Unless I’m mistaken, this code would remove my PSU sensor when I pull the plug and thus remove any active alerts.

sensors:
    state:
        data:
            -
                oid: entPhysicalTable
                value: entPhySensorOperStatus
                num_oid: '1.3.6.1.2.1.99.1.1.1.5.{{ $index }}'
                descr: entPhysicalName
                group: 'Power supplies'
                index: 'entPhySensorOperStatus.{{ $index }}'
                states:
                    - { descr: 'ok',             graph: 0, value: 1, generic: 0 }
                    - { descr: 'unavailable',    graph: 0, value: 2, generic: 3 }
                    - { descr: 'nonoperational', graph: 0, value: 3, generic: 2 }

If you agree with me that the line in entity-sensor.inc.php would remove any PSUs with the cable pulled that were added using YAML discovery, perhaps it’s best that we go ahead with my PR that uses PHP code?

Hi @Tozz
This sensors tells you if the PowerSupply “sensor” can be obtained successfully. It does not give you the actual status of the power supply. So the code looks correct.

An object using this data type represents the operational status of a physical sensor. The value 'ok(1)' indicates that the agent can obtain the sensor value. The value 'unavailable(2)' indicates that the agent presently cannot obtain the sensor value. The value 'nonoperational(3)' indicates that the agent believes the sensor is broken.

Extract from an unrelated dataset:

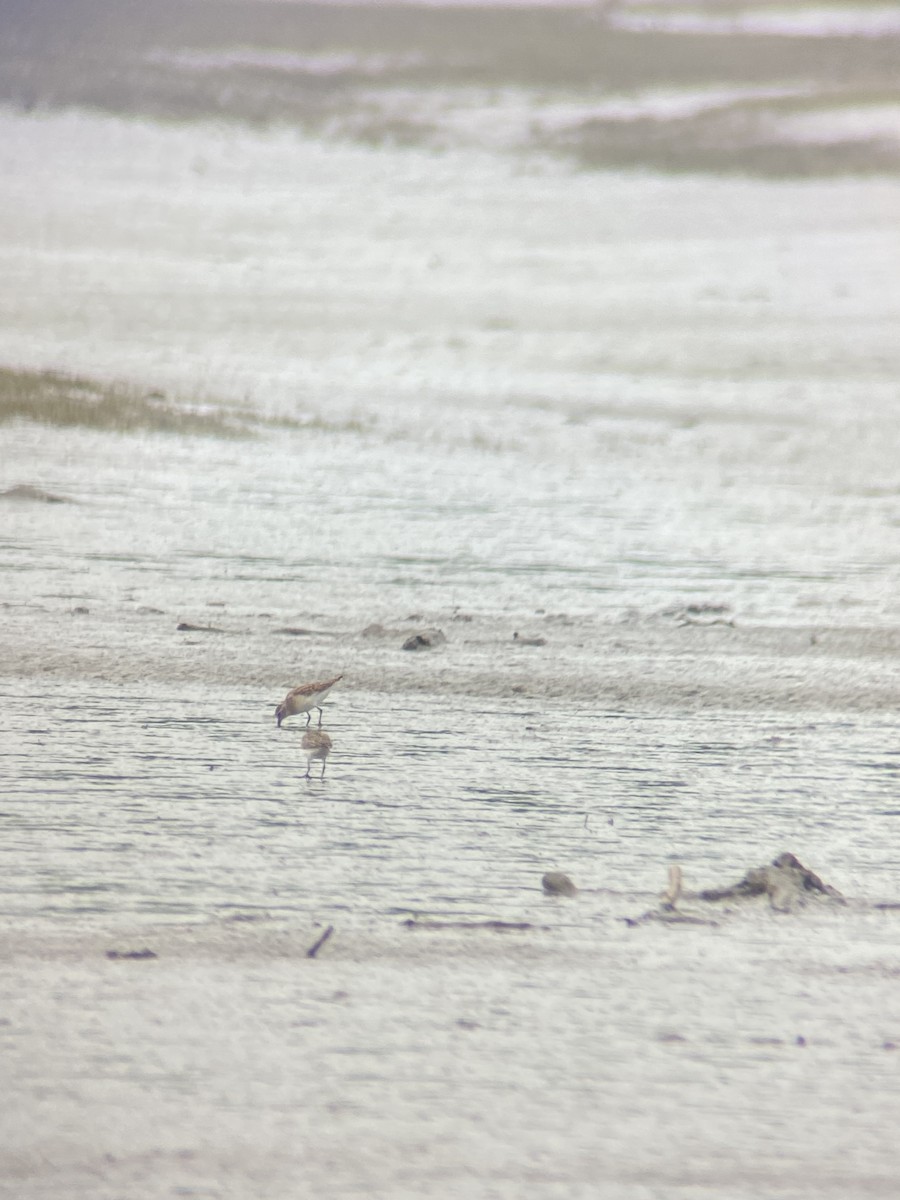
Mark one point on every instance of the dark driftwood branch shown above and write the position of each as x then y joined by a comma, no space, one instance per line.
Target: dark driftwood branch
319,942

The sensor could have a hard failure (disconnected wire), or a soft failure such as out- of-range, jittery, or wildly fluctuating readings.

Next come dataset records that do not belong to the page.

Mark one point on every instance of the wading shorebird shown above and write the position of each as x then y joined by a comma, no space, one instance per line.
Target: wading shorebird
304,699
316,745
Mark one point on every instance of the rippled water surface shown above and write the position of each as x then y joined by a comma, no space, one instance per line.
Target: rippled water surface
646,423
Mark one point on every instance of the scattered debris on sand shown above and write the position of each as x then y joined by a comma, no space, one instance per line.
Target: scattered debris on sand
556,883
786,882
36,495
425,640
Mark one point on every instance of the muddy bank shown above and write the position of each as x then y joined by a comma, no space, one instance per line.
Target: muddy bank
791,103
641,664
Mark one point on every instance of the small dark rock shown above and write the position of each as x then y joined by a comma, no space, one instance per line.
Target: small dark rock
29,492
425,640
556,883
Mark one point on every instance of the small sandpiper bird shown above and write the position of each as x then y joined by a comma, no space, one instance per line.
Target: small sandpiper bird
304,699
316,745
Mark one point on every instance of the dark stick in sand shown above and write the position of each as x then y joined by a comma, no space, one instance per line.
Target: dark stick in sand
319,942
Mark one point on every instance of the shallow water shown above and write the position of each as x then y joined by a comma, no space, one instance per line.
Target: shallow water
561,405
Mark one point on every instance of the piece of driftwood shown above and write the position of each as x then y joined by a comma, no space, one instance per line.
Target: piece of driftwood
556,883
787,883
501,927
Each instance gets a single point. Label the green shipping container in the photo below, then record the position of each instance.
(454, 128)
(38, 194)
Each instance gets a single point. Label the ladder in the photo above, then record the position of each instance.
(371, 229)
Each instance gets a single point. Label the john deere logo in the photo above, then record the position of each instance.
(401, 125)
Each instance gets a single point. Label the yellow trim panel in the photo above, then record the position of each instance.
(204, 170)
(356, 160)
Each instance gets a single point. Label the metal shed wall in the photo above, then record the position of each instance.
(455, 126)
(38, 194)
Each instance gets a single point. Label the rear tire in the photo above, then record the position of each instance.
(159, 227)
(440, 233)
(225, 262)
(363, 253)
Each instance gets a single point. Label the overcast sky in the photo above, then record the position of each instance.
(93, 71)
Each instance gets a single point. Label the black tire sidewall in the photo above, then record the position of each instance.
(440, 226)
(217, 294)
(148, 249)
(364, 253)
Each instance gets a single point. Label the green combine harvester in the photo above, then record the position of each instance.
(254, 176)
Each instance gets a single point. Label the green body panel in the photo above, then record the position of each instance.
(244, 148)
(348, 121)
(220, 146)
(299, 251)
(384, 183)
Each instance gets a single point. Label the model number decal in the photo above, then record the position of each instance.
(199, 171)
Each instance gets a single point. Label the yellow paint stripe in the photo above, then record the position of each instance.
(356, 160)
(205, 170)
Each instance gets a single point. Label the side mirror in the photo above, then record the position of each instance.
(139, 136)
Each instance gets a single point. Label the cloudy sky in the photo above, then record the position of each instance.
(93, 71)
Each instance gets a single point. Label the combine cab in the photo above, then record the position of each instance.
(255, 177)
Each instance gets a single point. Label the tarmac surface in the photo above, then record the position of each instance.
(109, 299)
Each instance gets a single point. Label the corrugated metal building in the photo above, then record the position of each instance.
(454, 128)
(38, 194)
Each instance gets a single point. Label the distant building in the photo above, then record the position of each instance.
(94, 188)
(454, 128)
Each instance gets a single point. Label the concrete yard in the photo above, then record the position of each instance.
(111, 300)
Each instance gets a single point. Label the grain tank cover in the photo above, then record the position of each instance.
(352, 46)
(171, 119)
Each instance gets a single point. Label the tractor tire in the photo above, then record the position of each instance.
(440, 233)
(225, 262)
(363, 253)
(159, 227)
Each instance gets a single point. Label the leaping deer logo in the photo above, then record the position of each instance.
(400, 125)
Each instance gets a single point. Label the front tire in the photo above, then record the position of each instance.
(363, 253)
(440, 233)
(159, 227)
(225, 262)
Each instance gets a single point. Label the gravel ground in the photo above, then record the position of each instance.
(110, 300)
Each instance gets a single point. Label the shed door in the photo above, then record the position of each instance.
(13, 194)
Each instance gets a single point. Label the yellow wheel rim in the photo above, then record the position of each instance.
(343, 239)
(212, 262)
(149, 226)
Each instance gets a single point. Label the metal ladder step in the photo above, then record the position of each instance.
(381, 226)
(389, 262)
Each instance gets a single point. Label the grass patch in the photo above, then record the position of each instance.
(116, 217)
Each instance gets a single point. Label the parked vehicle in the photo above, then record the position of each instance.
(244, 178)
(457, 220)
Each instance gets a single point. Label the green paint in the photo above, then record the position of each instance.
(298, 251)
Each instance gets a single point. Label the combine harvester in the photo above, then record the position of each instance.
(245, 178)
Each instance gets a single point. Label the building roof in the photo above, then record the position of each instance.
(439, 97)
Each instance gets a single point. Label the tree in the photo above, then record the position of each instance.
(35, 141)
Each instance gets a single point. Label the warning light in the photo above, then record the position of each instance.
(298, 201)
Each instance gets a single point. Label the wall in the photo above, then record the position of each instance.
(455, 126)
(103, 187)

May be you are not trying to read correctly the sensor value here. PHP or YAML does not make a difference here.

Unfortunately that information seems to be incorrect for this specific switch. Here is a diff from the 2 snmpwalks. One with all PSUs okay and the other with the cord pulled on one of the PSUs:

> RFC1271-MIB::logDescription.301.4 = STRING: "|301|LOG_INFO|CDTR|1|PSU 1/2 changed state to Output Fault"
13073a13081
> RFC1271-MIB::logDescription.304.2 = STRING: "|304|LOG_ERR|CDTR|1|PSU 1/2 faulted. Total fault count: 1"
15947c15960
< ENTITY-SENSOR-MIB::entPhySensorOperStatus.107401 = INTEGER: ok(1)
---
> ENTITY-SENSOR-MIB::entPhySensorOperStatus.107401 = INTEGER: nonoperational(3)
16057c16070
< ENTITY-STATE-MIB::entStateOper.113002 = INTEGER: enabled(3)
---
> ENTITY-STATE-MIB::entStateOper.113002 = INTEGER: disabled(2)

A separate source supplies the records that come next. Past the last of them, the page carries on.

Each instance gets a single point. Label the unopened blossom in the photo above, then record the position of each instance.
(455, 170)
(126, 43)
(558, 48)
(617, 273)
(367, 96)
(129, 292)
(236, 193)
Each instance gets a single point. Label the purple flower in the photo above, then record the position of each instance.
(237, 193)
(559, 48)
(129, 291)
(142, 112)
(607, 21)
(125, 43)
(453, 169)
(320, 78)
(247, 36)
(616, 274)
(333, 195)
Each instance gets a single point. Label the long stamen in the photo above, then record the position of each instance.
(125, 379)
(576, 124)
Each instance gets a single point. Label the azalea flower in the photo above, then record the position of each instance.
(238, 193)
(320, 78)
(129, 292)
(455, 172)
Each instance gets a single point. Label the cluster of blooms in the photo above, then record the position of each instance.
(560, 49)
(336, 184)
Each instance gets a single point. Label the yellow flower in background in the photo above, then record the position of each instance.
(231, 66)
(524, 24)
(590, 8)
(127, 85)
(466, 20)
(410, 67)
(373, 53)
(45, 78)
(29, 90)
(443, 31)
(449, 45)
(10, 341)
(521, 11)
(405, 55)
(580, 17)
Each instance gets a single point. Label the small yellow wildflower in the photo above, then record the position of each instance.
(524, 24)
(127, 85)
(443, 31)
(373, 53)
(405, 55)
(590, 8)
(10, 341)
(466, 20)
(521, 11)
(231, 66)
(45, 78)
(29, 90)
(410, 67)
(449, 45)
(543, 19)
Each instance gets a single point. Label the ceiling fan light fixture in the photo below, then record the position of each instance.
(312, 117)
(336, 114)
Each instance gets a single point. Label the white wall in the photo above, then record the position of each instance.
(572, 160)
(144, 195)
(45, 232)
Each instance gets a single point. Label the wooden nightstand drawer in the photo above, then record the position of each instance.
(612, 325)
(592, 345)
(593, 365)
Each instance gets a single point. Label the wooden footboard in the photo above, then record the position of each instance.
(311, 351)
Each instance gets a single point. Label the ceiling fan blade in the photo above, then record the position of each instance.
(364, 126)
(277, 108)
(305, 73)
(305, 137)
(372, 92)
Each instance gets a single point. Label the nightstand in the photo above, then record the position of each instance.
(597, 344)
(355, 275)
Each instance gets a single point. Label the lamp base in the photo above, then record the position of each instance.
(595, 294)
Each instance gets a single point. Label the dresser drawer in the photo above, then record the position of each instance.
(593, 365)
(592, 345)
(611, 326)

The PSU was still physically in the device. So I did not remove the PSU itself. I only pulled the power cord.

Regardless, I’d prefer to stay with my PR Add PSU state sensor support for ArubaOS-CX & add serial and firmware by rudybroersma · Pull Request #15687 · librenms/librenms · GitHub as it is now with PHP code

If you could approve that PR I’d be grateful, I’ll start to work on the next one :slight_smile:

All right, so this device is not implementing correctly the MIB. I’ll review the PHP variant in github.